L’accélération de la mise en place de liaisons ferroviaires en Chine répond à l’explosion du développement des grandes villes chinoises. Le train se place aussi comme l’alternative à l’avion la plus écologique.
La Chine ambitionne de créer de nouvelles routes de la soie pour favoriser les échanges commerciaux entre l’empire du Milieu et l’Europe. Le train étant un moyen de transport largement utilisé au-delà des frontières chinoises, il permet de rejoindre l’Europe par la Russie (par Manzhouli) mais aussi par les républiques d’Asie centrale. La guerre en Ukraine freine la Belt and Road Initiative, particulièrement la ligne passant par le Kazakhstan, la Russie et la Biélorussie. Ce contexte révèle l’importance pour la Chine de développer différentes routes commerciales. La stratégie du développement du rail permet aussi à Pékin de conserver un contrôle sur des régions éloignées et particulièrement sur les territoires ouïghours et tibétains, et ainsi de faire taire les revendications indépendantistes. Le transit ferroviaire par la région du Xinjiang, pour rejoindre le Pakistan et l’Asie centrale, permet de renforcer le contrôle sur la population ouïghoure tout en favorisant l’indépendance chinoise vis-à-vis de la Russie et de l’Inde, ses principaux concurrents dans la région.
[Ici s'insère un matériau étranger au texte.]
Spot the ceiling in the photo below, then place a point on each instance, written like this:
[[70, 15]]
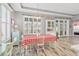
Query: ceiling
[[47, 8]]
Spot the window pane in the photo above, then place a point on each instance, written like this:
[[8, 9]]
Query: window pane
[[8, 31], [3, 31], [3, 14], [0, 11], [8, 16]]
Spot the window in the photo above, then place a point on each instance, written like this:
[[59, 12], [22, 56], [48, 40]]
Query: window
[[5, 23]]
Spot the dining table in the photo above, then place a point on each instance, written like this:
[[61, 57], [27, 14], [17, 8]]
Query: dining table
[[33, 39]]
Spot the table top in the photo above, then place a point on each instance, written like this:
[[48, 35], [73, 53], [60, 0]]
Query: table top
[[31, 39]]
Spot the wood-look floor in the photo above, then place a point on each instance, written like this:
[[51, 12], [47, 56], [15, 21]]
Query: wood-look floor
[[20, 51]]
Le port de Gwadar (Pakistan) est un point stratégique développé pour la Belt and Road Initiative permettant à la Chine de rejoindre l’océan Indien sans passer par la mer de Chine. Le port lui offre une interface maritime en mer d’Arabie pour désenclaver la Chine de l’Est et qui lui permet de réduire les coûts de transport maritime en évitant le détroit de Malacca. La Chine veut relier ce port à son réseau ferroviaire, permettant ainsi un transit de marchandises entre ce dernier et l’Himalaya en passant par le Xinjiang. Ce projet CPEC (China-Pakistan Economic Corridor) lancé en 2016, offre à la Chine un accès au détroit d’Ormuz où transite plus de 20 % du pétrole mondial. Enfin, en cas de conflit en mer de Chine, il semblerait que la ligne vers le port de Gwadar soit un moyen pour la Chine de continuer son commerce avec l’Europe et de l’Afrique qu’elle convoite depuis plusieurs années.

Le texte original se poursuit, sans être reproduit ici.